By setting such a late Budget date, we have been existing in a twilight world full of rumours for the last two months, where the government seems determined not to comment on ruling anything in or, unfortunately, anything out.
Most of the rumours so far have centred on pensions tax relief and cutting the maximum pensions tax-free cash lump sum. In practice, such a move is unlikely because of the outcry it would cause, including among the public sector who (quite rightly) treasure their superior pension provision.
Plus, it would be unprecedented if it wasn’t accompanied by robust protection, meaning pension savers’ current entitlements would unlikely be cut.

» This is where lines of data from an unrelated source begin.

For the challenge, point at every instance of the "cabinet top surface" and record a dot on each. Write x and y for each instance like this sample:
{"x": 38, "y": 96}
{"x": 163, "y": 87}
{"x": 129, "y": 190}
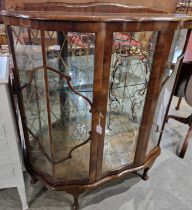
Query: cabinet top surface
{"x": 95, "y": 16}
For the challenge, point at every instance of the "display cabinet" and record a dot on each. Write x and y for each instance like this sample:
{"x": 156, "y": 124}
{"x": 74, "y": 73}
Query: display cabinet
{"x": 88, "y": 77}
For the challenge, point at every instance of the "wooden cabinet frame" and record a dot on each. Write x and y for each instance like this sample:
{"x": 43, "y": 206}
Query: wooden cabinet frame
{"x": 103, "y": 25}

However, there are other rumours doing the rounds. Up to very recently, the government seemed wedded to its manifesto promise not to increase income tax, national insurance contributions, VAT or corporation tax. That promise doesn’t seem as strong now with Reeves’ statement that ‘each must do their bit’ threatening future income-tax rises.

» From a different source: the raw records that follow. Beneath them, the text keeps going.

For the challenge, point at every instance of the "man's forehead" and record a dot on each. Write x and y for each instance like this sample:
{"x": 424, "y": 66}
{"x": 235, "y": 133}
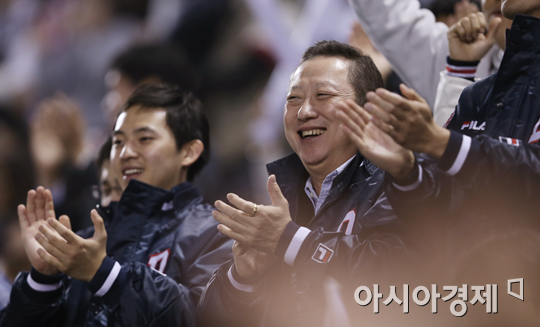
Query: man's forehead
{"x": 140, "y": 116}
{"x": 320, "y": 71}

With receipts predicted to reach £9.1bn for the Treasury in 2025-26, IHT may still make an appearance in the Budget
But even if Reeves pulls on the income-tax lever to fill in part of the UK’s economic black hole, she may still look for increased receipts from other taxes.
After last year’s proposals to cut allowances for farmers and bring pensions into its net, it initially seems unlikely there’s more to squeeze out of inheritance tax (IHT). But with receipts predicted to reach a record-breaking £9.1bn for the Treasury in 2025-26, IHT may still make an appearance in the Budget papers.

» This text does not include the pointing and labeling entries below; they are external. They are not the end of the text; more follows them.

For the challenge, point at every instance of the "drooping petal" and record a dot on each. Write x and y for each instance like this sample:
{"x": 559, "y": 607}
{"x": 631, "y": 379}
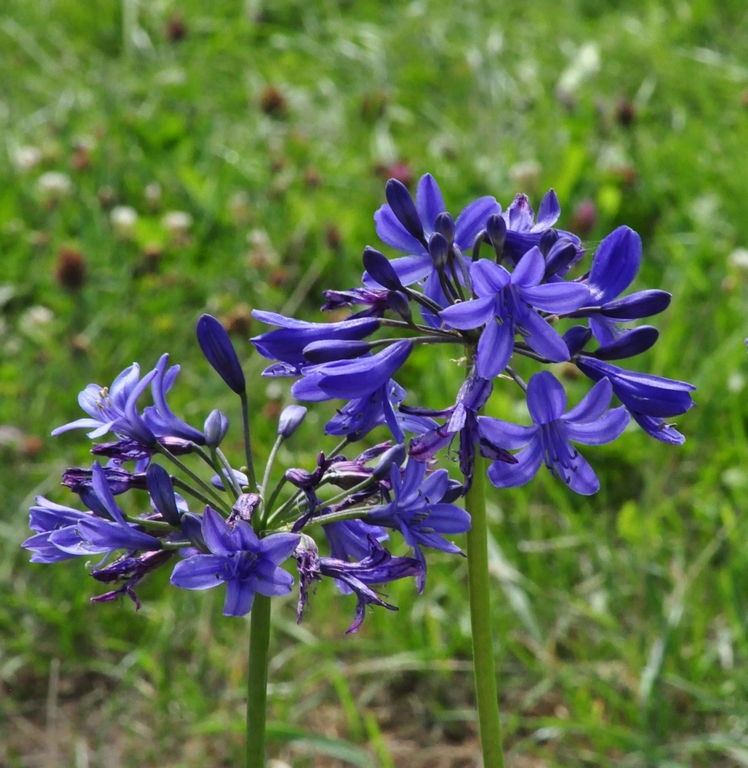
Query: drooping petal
{"x": 429, "y": 201}
{"x": 504, "y": 434}
{"x": 556, "y": 297}
{"x": 593, "y": 405}
{"x": 604, "y": 430}
{"x": 488, "y": 278}
{"x": 549, "y": 211}
{"x": 469, "y": 314}
{"x": 530, "y": 270}
{"x": 546, "y": 398}
{"x": 198, "y": 572}
{"x": 504, "y": 475}
{"x": 542, "y": 337}
{"x": 495, "y": 348}
{"x": 472, "y": 220}
{"x": 614, "y": 265}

The Treasury may view it as a ‘benign’ change; after all, it only affects the ‘wealthy’ and is already hated in the UK. Would tightening up some elements even hit the front pages?
There are a couple of rumours surrounding IHT. The first is to change the tapering period for potentially exempt transfers. Currently, the amount of tax due on gifts may be reduced on a sliding scale if made within seven years of death.
Rachel Vahey: The clock is ticking on IHT reform
That scaling could be made more severe, meaning it’s possible gifts will become liable for a higher rate of IHT if clients pass away between three and seven years.
Alternatively, the seven-year period could be extended, say to 10 years, or removed entirely. The seven-year rule has its critics, with some arguing it’s a bit too generous, especially to the wealthy who ‘only’ have to survive seven years to wipe out a potential IHT bill.
The second rumour centres on a possible introduction of a lifetime cap on the amount of money that could be gifted from someone’s estate.
Gifting is currently at the forefront of advisers’ and their clients’ minds. The changes to include pensions in IHT calculations from April 2027 means some clients are considering reducing the amount held in their pensions, by spending the excess or gifting it to their loved ones, either directly or indirectly through tax wrappers such as pensions and Isas, or through trusts.
If a lifetime cap was introduced, it seems likely that, instead of giving Brits a four-month warning, this would be an immediate change
If changes to the seven-year period were announced, it’s likely that the changes would only apply to gifts from the start of the next tax year. If so, that could create a rush to gift over the next four months under the current rules.
But if the more seismic intervention of a lifetime cap was introduced, it seems more likely that, instead of giving Brits a four-month warning, this would be an immediate change. Otherwise, there would be little to stop people from gifting excessive amounts of money over the winter to wriggle out of IHT.
In that situation, advisers will have to not only work with clients currently considering or carrying out gifting strategies, but also with those who may be freshly drawn into the IHT net, depending on exactly where the lifetime cap is set.
All these clients will need help to ensure the next generation can benefit in the most tax-efficient way.